I have fixed the link to the video “Removing Y outliers from the validation set” and it´s time to see what could be the next step to the function. As we know the RMSEP is the sum of the explained (BIAS) and unexplained error (SEP).
We get also the SEP, so we know the unexplained error, and we can compare bouth in order to see if the Bias is significant, so the adjustment of the Bias is necessary but only temporally until we find the source (if possible) of this explained error. If it is a new source of variance which should be included in the calibration we will develop the model again.
Now I´m working in another function which tell us if the unexplained error (SEP) is out of limits, or what is called the unexplained error confidence limits (UECLs).
This is a F-test (ratio of two variances): Validation Set and Calibration Set.
In the Calibration Set we have to decide if to choose the SEC (too optimistic) or the SECV (CV error) which is more realistic.
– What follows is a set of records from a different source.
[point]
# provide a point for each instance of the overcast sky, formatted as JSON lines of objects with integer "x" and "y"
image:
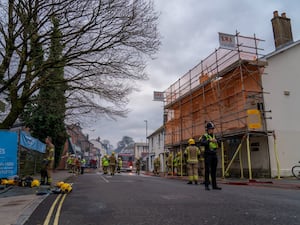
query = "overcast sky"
{"x": 189, "y": 30}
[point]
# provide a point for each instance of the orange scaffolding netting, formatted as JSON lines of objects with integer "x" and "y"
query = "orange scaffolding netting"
{"x": 222, "y": 88}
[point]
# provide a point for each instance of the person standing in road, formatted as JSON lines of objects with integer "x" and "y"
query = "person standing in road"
{"x": 112, "y": 163}
{"x": 156, "y": 164}
{"x": 120, "y": 163}
{"x": 170, "y": 163}
{"x": 211, "y": 144}
{"x": 138, "y": 166}
{"x": 82, "y": 165}
{"x": 192, "y": 154}
{"x": 105, "y": 164}
{"x": 49, "y": 158}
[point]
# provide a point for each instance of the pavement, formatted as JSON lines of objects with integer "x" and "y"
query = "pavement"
{"x": 18, "y": 203}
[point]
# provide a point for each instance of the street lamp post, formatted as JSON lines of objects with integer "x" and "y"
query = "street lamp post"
{"x": 147, "y": 150}
{"x": 146, "y": 129}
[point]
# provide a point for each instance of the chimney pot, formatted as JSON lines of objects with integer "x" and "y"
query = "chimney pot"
{"x": 282, "y": 30}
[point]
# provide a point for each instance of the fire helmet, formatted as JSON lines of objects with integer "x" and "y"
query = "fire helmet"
{"x": 66, "y": 188}
{"x": 210, "y": 125}
{"x": 35, "y": 183}
{"x": 191, "y": 141}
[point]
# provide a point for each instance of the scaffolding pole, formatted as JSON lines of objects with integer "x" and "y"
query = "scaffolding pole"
{"x": 249, "y": 158}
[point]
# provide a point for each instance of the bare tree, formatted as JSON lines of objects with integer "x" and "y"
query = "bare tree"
{"x": 106, "y": 45}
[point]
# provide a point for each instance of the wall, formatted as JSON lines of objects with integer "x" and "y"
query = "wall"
{"x": 282, "y": 74}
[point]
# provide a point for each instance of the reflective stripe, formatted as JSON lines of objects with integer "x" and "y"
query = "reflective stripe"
{"x": 192, "y": 158}
{"x": 212, "y": 145}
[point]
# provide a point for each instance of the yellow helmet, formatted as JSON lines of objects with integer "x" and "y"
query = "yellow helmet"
{"x": 4, "y": 181}
{"x": 35, "y": 183}
{"x": 66, "y": 188}
{"x": 191, "y": 141}
{"x": 59, "y": 184}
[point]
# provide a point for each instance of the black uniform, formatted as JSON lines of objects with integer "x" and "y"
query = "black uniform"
{"x": 210, "y": 159}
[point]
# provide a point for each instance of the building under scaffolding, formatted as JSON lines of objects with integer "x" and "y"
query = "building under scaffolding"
{"x": 225, "y": 88}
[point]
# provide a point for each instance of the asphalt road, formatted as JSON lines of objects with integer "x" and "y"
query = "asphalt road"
{"x": 128, "y": 199}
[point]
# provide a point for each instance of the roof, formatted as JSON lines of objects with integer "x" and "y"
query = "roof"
{"x": 282, "y": 49}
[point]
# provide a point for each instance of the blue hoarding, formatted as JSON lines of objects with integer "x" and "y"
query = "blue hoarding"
{"x": 31, "y": 143}
{"x": 8, "y": 153}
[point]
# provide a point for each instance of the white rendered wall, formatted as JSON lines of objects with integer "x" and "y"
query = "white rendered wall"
{"x": 283, "y": 75}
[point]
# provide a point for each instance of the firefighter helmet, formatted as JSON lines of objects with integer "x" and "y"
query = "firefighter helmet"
{"x": 191, "y": 141}
{"x": 210, "y": 125}
{"x": 35, "y": 183}
{"x": 59, "y": 184}
{"x": 66, "y": 188}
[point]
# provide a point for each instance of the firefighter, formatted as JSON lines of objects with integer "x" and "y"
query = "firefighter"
{"x": 49, "y": 158}
{"x": 138, "y": 165}
{"x": 192, "y": 154}
{"x": 170, "y": 163}
{"x": 82, "y": 165}
{"x": 156, "y": 164}
{"x": 119, "y": 164}
{"x": 105, "y": 164}
{"x": 112, "y": 163}
{"x": 211, "y": 144}
{"x": 69, "y": 162}
{"x": 179, "y": 164}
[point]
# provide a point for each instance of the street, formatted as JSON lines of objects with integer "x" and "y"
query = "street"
{"x": 128, "y": 199}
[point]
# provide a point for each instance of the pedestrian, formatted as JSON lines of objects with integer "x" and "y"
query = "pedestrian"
{"x": 105, "y": 164}
{"x": 192, "y": 154}
{"x": 156, "y": 164}
{"x": 211, "y": 144}
{"x": 120, "y": 163}
{"x": 179, "y": 164}
{"x": 138, "y": 166}
{"x": 170, "y": 163}
{"x": 49, "y": 159}
{"x": 82, "y": 165}
{"x": 112, "y": 163}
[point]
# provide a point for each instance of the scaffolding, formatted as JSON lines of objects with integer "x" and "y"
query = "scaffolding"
{"x": 225, "y": 88}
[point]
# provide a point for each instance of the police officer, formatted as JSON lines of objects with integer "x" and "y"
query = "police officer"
{"x": 211, "y": 144}
{"x": 192, "y": 154}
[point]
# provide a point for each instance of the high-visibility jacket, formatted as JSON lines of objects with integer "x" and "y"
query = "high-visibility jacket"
{"x": 105, "y": 161}
{"x": 120, "y": 163}
{"x": 210, "y": 146}
{"x": 192, "y": 153}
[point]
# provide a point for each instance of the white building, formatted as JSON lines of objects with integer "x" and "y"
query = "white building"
{"x": 282, "y": 93}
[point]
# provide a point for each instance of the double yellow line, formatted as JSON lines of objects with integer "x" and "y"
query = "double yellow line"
{"x": 60, "y": 197}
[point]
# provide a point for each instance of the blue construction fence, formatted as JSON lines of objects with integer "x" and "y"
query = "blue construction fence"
{"x": 20, "y": 154}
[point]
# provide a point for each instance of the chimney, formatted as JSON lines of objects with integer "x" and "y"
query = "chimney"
{"x": 282, "y": 30}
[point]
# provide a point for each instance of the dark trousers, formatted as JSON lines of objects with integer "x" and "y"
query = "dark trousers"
{"x": 44, "y": 176}
{"x": 211, "y": 162}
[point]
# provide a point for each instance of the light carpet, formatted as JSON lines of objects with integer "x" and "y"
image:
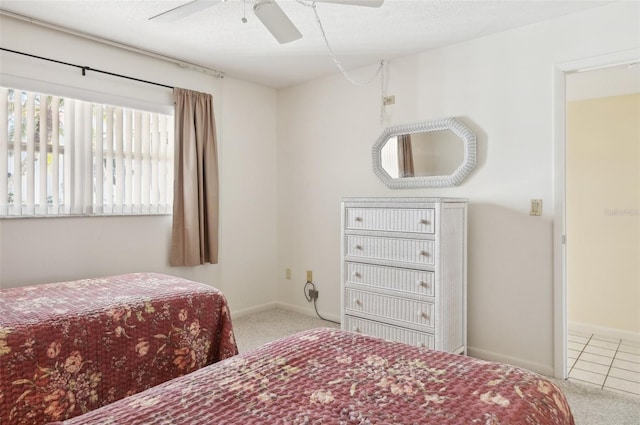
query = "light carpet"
{"x": 589, "y": 405}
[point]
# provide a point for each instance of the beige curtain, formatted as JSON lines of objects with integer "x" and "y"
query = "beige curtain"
{"x": 194, "y": 238}
{"x": 405, "y": 156}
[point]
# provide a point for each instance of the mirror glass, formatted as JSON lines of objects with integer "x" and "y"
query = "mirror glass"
{"x": 430, "y": 154}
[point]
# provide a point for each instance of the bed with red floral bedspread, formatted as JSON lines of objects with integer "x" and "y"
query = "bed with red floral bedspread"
{"x": 329, "y": 376}
{"x": 70, "y": 347}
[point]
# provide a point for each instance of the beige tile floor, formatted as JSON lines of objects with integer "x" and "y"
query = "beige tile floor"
{"x": 610, "y": 363}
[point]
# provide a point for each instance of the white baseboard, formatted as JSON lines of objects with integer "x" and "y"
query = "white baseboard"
{"x": 497, "y": 357}
{"x": 604, "y": 331}
{"x": 290, "y": 307}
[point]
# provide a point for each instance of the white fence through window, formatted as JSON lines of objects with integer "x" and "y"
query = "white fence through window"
{"x": 61, "y": 156}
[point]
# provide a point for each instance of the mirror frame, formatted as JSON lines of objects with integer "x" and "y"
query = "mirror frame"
{"x": 454, "y": 179}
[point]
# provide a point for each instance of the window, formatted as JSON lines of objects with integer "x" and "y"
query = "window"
{"x": 62, "y": 156}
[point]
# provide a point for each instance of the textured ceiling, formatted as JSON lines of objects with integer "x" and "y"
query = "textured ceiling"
{"x": 217, "y": 38}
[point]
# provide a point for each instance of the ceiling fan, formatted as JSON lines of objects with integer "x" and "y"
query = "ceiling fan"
{"x": 267, "y": 11}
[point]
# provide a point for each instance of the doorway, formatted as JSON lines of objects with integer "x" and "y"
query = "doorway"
{"x": 602, "y": 194}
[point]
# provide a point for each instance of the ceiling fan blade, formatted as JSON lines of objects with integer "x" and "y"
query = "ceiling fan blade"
{"x": 368, "y": 3}
{"x": 183, "y": 10}
{"x": 275, "y": 20}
Of course degrees of freedom will be different for bough:
Nv-1 for the validation set
Nc-P-1 for the calibration set
(N =number of samples, P=number of terms).
I will come soon with this, finding if the function is already developed in this case in R (please add your comments), or I have to develop it.
The function will say if a certain SEP value, with a certain number of samples can be accepted if the value exceeds a certain percentage of the SEC or SECV.